Among the 76 volunteers were 10 men who acted as security personnel. Additional security was from the Dubai Police. John Varughese/Gulf Today
Mariecar Jara-Puyod, Senior Reporter
Indonesian President Joko Widodo and his running mate for vice president senior Muslim cleric Ma’ruf Amin were the choice of their countrymen in Dubai and the Northern Emirates to govern their nation’s affairs from 2019 to 2024.
Out of 2,914 voters who participated in the one-day April 12 overseas elections (OV), 1,738 (59.6 per cent) opted to re-elect Widodo over his second-time contender former general Prabowo Subianto.
Subianto who initially contested against Widodo during the 2014 presidential elections and running mate former Jakarta deputy governor Sandiaga Uno garnered 1,147 votes (39.3 per cent).
Indonesian voters in their home country went to the polls on April 17.
The elections with 187.1 million Indonesians across the world registered as eligible voters, was a landmark event. It was the first time that joint elections were held for the president, vice president and members of Jakarta’s legislative body known as the Majelis Permusyawaratan Rakyat Republik Indonesia (People’s Consultative Assembly).
Civic independent organization Committee of the Indonesian Election Overseas-Dubai and the Northern Emirates member Judhi Prasetyo said 31 (1.1 per cent) of the 2,914 ballots manually read and counted from 10:30 a.m. to 12 noon—for the presidential elections—had been considered spoiled ballots.
Consul General Ridwan Hassan, interviewed after the results of the presidential elections were known, appreciated the observed high level community civic duty and volunteerism.
“The community and the volunteers are of various political orientations and even parties. But, they are all together and united for this elections. It not only shows how democracy works but also their political maturity.”
First time volunteer was Election Supervisory Committee member Ira Menichini. The practising lawyer in Indonesia was excited for the turn-out, especially with the huge number of women.
A male volunteer said: “Whoever wins, we respect.” Prasetyo said: “We are happy that our countrymen participated in these elections.”
He said that out of the 4,805 eligible voters, an addition of 1,200 Indonesians from Dubai, Sharjah, Ajman, Umm Al Quwain, Ras Al Khaimah and Fujeirah trooped to the Indonesian Consulate General in Al Hudaiba, Dubai on April 12 to register “on the spot” and exercised their right to suffrage.
“Some of the 4,805 were not able to come here (consulate general) on April 12. But, 1,200 registered on-the-spot. We were very busy that day,” said Prasetyo.
Of the 6,005 total number of registered voters, 3,688 were women and 1,008 were men. They are among the 54,000 Indonesians from Dubai and the Northern Emirates.
Sixty-six volunteers manually read and counted the ballots on Wednesday. There were accredited official witnesses and poll watchers representing the presidential and vice presidential candidates, as well as some of the 16 contesting political parties for the legislature.

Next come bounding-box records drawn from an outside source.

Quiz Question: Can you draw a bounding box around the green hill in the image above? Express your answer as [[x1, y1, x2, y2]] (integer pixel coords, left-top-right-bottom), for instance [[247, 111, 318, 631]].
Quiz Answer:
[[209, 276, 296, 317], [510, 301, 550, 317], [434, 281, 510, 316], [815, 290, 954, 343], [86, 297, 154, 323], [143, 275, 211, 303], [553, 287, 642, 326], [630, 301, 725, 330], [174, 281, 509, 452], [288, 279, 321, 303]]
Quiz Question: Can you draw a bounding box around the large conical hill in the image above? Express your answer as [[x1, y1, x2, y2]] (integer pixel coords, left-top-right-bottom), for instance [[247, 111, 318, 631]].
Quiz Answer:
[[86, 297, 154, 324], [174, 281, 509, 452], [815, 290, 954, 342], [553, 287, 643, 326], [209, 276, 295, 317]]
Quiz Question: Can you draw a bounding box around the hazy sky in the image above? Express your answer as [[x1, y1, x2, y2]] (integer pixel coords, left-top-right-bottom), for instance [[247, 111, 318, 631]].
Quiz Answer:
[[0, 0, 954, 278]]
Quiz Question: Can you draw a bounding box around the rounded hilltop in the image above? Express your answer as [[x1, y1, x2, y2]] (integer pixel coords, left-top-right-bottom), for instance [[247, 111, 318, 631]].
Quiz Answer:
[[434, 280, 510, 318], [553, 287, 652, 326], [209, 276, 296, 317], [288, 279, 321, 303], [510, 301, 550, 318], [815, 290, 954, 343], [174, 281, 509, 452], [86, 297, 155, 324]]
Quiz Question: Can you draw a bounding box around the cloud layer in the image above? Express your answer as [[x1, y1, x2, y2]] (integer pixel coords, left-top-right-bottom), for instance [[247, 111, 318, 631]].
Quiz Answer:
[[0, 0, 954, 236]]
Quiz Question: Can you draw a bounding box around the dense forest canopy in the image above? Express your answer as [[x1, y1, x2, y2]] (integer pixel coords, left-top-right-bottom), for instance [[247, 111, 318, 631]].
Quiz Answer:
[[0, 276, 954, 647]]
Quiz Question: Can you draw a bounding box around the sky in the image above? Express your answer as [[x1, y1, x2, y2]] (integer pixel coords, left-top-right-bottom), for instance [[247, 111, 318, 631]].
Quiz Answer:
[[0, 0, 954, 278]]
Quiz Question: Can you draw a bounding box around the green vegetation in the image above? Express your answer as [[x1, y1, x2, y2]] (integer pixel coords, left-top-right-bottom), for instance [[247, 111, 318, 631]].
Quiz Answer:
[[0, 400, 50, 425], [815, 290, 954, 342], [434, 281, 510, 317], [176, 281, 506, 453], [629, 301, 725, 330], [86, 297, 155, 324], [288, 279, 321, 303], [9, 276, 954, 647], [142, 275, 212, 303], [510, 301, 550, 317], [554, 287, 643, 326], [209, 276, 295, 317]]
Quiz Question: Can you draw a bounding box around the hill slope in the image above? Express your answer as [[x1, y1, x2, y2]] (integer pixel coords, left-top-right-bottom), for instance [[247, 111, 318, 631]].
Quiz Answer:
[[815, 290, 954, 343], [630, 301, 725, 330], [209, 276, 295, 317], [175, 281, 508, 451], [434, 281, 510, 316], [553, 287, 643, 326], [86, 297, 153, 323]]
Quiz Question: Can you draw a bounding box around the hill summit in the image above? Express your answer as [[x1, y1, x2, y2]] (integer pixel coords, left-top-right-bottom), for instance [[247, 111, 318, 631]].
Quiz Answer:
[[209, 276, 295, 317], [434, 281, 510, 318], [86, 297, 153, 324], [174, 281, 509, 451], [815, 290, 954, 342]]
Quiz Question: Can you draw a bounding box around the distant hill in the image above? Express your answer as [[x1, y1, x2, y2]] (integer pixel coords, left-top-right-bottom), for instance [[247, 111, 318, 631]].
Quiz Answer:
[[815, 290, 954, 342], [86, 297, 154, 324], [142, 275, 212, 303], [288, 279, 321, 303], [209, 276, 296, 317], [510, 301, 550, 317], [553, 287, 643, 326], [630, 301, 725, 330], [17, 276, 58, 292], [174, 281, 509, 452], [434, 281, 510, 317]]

The ballots were from eight polling precincts stationed at the diplomatic mission and two mobile polling precincts during the April 12 OV.
Among the 76 volunteers were 10 men who acted as security personnel. Additional security was from the Dubai Police.
The consul general said the diplomatic mission informed the UAE Ministry of Foreign Affairs and International Cooperation as well as local authorities that include the Dubai Police of the April 12 and April 17 events.
Counting for the legislative body members were still ongoing at 3 p.m.
In accordance with the election rules of Jakarta’s General Elections Commission, one copy of the election results signed by all OV official stakeholders would be immediately electronically wired to Jakarta for the aggregate counting of all votes cast from around the world.
The official winners would be announced 35 days after the elections.
Widodo ran with Islamic cleric Ma'ruf Amin against former military general Prabowo Subianto, who secured 45 percent of votes, according to unofficial "quick counts" of sample votes by private pollsters.